In the grand scheme of things, it’s not too hard to buy a drone, affix a bomb to it, fly it to where enemy combatants are, and drop the bomb. “We're not talking rocket science here,” Singer noted.

And ISIS has begun recruiting scientists and engineers to keep the drones it currently has flying and to build new ones from scratch. Some answered the call, and now ISIS has a pretty impressive armory of drones.

The good news is that the US is fighting back. The US Air Force created an electronic weapon that zaps ISIS drones out of the sky. Think of it as a cyber rifle that messes with the drone so much it becomes ineffective.

So at least there’s a fix — which is good. But a question remains: Are militant groups going to keep finding new ways to mess with the US military?

Bad guys always seem to find new ways to cause problems

As Singer told me, “There is a long history of terrorists and weak groups making use of something commercially available,” like when “one of the early horseless carriages was used as a car bomb against the Ottoman sultan.”

So it was basically inevitable that ISIS was going to figure out how to use drones sooner or later.
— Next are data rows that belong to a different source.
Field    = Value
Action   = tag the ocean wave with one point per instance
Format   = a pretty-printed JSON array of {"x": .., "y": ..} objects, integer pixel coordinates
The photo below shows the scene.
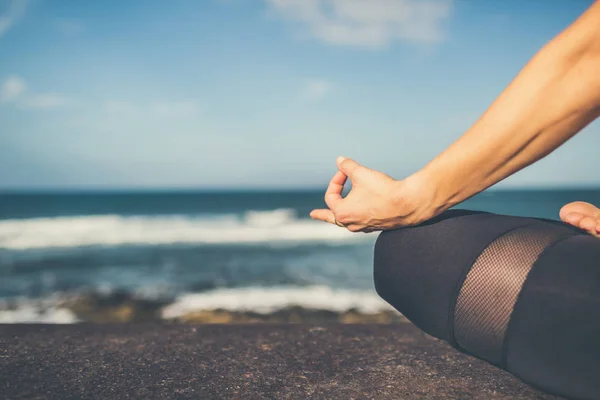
[
  {"x": 36, "y": 312},
  {"x": 268, "y": 300},
  {"x": 253, "y": 227}
]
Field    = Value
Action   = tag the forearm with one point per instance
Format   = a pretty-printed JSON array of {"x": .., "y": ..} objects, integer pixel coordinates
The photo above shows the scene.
[{"x": 552, "y": 98}]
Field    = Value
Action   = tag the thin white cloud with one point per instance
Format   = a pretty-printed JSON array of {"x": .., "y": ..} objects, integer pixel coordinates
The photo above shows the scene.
[
  {"x": 366, "y": 23},
  {"x": 317, "y": 88},
  {"x": 45, "y": 101},
  {"x": 12, "y": 11},
  {"x": 12, "y": 88}
]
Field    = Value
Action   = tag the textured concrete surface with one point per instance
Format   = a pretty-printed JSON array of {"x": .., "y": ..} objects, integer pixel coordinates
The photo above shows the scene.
[{"x": 243, "y": 361}]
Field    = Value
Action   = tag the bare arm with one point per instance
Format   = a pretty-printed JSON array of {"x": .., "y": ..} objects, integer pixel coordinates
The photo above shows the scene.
[
  {"x": 552, "y": 98},
  {"x": 555, "y": 96}
]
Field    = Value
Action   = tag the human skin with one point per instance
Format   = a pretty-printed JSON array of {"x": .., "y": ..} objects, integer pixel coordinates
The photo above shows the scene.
[{"x": 551, "y": 99}]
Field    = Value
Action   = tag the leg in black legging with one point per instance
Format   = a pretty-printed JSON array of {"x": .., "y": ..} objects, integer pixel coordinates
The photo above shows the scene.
[{"x": 520, "y": 293}]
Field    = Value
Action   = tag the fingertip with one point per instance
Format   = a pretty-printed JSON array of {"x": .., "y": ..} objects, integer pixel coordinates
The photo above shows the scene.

What might come next?

To figure that out, I asked Anthony, the Call of Duty director turned analyst. He thinks “it’s only a matter of time before a drone is used in a soft target strike on US soil.” Now that it’s harder for ISIS to operate drones on the battlefields of Iraq and Syria, why not use a weaponized drone somewhere in America, like a school or airport?

It’s a scary thought, for sure. But it’s not outside the realm of possibility. After all, as the Pentagon admits, ISIS is creative.